Eva tried to do the maths inside her head, then said, ‘Since the nineteenth of September.’

The constable blinked a few times and said, ‘Nearly five months?’

She shrugged her shoulders.

‘And are you separated from your husband?’

‘No.’

‘Are you planning to leave your husband in the near future?’ he asked, emboldened by her frank response.

Eva had watched her fair share of police dramas on television, and thought she knew about police procedures. But as the interview progressed, she began to realise that PC Hawk’s questions were entirely centred on herself- and her willingness to be courted by a young policeman.

Their final exchange was particularly ludicrous. ‘What is your attitude towards the police?’

‘I think they’re a necessary evil.’ Would you ever consider dating a police officer?’

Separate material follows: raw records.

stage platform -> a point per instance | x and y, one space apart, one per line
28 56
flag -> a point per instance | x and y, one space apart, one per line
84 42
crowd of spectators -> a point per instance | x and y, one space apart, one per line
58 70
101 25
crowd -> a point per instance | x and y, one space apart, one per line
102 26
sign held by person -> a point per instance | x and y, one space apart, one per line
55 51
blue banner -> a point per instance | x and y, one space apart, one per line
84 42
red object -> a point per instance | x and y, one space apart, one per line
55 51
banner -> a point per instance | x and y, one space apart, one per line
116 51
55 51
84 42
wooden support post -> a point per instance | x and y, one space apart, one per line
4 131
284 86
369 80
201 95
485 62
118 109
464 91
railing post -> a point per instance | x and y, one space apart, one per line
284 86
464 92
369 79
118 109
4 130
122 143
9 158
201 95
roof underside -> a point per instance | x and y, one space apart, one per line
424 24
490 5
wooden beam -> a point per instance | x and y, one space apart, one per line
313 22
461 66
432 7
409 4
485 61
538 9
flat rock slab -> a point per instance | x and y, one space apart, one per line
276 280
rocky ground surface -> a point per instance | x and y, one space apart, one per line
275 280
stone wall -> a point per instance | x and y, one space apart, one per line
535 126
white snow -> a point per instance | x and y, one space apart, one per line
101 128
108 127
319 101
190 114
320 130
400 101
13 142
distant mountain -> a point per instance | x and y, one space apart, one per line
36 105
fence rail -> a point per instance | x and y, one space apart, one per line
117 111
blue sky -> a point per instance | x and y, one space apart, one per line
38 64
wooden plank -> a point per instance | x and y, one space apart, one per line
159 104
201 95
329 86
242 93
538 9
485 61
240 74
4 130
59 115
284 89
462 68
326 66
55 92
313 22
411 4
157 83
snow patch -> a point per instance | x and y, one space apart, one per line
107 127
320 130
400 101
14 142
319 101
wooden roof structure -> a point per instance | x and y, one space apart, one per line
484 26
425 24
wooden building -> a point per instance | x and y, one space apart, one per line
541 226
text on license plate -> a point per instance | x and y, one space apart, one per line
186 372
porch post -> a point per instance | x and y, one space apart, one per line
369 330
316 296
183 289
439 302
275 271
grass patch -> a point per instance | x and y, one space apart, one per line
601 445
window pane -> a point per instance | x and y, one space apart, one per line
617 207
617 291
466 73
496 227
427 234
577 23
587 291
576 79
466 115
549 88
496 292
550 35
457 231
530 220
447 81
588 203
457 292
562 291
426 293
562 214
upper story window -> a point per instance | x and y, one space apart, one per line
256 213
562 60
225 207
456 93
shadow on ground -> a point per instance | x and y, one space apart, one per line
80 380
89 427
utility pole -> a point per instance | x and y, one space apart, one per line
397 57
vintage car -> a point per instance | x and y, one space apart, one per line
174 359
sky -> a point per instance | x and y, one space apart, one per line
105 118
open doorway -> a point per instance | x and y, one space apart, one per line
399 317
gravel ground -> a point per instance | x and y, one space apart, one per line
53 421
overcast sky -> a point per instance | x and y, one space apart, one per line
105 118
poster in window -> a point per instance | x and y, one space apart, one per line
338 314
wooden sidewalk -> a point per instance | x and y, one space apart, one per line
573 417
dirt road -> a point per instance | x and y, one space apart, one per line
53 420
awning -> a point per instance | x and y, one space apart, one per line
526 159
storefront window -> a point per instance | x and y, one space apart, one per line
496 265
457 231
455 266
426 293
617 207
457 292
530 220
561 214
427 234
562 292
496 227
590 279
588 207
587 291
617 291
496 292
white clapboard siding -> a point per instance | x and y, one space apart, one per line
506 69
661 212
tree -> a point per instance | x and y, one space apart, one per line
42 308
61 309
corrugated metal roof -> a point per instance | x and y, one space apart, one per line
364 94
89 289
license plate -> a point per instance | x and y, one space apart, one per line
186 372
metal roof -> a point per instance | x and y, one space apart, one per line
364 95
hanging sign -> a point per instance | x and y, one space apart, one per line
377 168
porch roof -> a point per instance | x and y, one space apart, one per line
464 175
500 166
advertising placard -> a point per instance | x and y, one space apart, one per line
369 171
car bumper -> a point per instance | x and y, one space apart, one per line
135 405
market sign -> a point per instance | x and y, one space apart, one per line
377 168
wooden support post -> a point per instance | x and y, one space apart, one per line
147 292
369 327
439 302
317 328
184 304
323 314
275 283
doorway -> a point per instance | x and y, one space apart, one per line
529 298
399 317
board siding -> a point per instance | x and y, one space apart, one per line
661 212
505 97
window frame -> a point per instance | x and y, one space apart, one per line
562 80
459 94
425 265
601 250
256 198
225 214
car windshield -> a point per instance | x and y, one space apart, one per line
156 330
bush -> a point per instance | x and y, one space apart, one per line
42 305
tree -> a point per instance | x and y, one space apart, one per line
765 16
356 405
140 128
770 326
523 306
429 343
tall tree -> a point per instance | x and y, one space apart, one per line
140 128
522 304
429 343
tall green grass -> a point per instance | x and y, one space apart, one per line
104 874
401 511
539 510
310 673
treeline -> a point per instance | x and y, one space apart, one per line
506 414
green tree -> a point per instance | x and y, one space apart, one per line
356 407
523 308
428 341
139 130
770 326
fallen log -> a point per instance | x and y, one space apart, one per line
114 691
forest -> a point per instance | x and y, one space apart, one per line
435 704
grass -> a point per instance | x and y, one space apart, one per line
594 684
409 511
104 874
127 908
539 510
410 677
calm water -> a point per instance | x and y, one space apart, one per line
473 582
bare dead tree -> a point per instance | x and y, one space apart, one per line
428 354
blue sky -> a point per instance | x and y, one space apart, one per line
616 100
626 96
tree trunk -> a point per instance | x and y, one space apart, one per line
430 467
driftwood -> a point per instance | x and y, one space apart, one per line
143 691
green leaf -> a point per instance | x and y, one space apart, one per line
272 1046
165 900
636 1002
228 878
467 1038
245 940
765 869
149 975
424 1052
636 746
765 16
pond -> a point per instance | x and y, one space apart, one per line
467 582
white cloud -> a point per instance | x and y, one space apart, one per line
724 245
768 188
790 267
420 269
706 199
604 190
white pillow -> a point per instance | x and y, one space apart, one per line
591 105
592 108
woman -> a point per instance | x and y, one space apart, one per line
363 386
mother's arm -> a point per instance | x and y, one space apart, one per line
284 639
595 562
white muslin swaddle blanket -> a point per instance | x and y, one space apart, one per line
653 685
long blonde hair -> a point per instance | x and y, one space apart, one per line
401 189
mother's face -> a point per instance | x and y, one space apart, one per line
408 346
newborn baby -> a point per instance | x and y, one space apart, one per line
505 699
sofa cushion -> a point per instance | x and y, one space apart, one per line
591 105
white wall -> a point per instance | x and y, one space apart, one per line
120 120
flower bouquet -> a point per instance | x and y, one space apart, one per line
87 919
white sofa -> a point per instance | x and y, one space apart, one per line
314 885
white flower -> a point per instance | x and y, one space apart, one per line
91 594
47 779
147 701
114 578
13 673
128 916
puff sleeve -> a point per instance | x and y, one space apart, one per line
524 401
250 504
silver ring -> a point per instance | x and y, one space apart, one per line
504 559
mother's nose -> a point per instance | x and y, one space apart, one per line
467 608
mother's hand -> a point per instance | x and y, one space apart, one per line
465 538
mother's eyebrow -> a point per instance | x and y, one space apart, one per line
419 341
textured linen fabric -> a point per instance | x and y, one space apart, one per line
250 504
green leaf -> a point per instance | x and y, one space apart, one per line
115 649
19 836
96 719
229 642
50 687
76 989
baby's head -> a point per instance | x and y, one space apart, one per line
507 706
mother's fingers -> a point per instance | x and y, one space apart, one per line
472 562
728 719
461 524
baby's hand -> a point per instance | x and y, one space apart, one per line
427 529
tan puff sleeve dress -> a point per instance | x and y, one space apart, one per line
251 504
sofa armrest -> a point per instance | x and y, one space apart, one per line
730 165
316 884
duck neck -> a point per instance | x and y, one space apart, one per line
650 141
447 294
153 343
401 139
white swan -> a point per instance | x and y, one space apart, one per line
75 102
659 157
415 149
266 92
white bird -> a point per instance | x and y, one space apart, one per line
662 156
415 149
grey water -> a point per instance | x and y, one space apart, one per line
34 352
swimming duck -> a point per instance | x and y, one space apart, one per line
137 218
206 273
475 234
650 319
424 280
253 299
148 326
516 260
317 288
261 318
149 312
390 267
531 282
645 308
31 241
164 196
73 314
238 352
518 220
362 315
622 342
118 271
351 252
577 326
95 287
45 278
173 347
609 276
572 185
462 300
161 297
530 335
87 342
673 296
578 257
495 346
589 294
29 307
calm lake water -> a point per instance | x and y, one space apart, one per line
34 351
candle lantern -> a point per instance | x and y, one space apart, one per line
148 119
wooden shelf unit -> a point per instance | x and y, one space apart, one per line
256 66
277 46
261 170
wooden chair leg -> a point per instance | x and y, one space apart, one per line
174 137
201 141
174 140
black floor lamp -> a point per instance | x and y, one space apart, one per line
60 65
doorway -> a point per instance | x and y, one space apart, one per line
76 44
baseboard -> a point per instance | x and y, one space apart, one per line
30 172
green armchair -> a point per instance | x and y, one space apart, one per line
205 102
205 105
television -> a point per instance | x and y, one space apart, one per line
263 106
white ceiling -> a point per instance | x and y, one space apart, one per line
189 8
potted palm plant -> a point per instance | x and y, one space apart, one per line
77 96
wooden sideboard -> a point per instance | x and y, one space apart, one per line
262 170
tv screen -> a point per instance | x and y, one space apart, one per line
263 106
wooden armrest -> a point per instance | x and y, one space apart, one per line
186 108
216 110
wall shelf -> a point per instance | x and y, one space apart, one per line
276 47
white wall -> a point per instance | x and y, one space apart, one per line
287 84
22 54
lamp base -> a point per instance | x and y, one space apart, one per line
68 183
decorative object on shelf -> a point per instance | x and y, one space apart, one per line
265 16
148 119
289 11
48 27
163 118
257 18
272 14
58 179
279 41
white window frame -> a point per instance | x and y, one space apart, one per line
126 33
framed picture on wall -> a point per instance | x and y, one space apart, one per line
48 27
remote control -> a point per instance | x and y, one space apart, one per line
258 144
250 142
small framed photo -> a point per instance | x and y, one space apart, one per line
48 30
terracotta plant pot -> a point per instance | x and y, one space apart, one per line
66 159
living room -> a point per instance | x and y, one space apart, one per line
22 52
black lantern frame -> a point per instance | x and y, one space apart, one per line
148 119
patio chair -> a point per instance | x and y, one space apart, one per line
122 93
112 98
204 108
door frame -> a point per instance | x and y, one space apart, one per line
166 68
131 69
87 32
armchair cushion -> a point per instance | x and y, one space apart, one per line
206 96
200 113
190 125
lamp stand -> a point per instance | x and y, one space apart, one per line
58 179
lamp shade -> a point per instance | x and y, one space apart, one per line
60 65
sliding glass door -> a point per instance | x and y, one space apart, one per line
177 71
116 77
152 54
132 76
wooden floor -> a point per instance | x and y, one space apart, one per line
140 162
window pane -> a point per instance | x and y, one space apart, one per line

‘No, I don’t get out of bed.’

She was relieved when the blushing boy finally said, ‘One last question. Why won’t you get out bed?’

Eva answered, honestly, ‘I don’t know.’

When PC Hawk returned to the station, he asked his superior officer if he could act as a family liaison officer for The Woman in Bed.

‘She’s causing a lot of trouble, the residents are posh and there’s talk of a petition. And one of ‘em’s a solicitor, sir.’

Sergeant Price was wary of the middle classes. He’d once been involved in a court case for slapping a youth about in the cells. How was he to know that the youth’s father was a solicitor’s clerk?

‘Yeah, why not?’ he said to PC Hawk. ‘The family liaison officers are both off on maternity leave. And you’re the nearest thing we’ve got to a woman.

As PC Hawk walked towards his car, his soft cheeks blazed. He thought, ‘Yeah, I’m definitely growing a moustache as soon as my beard comes through.’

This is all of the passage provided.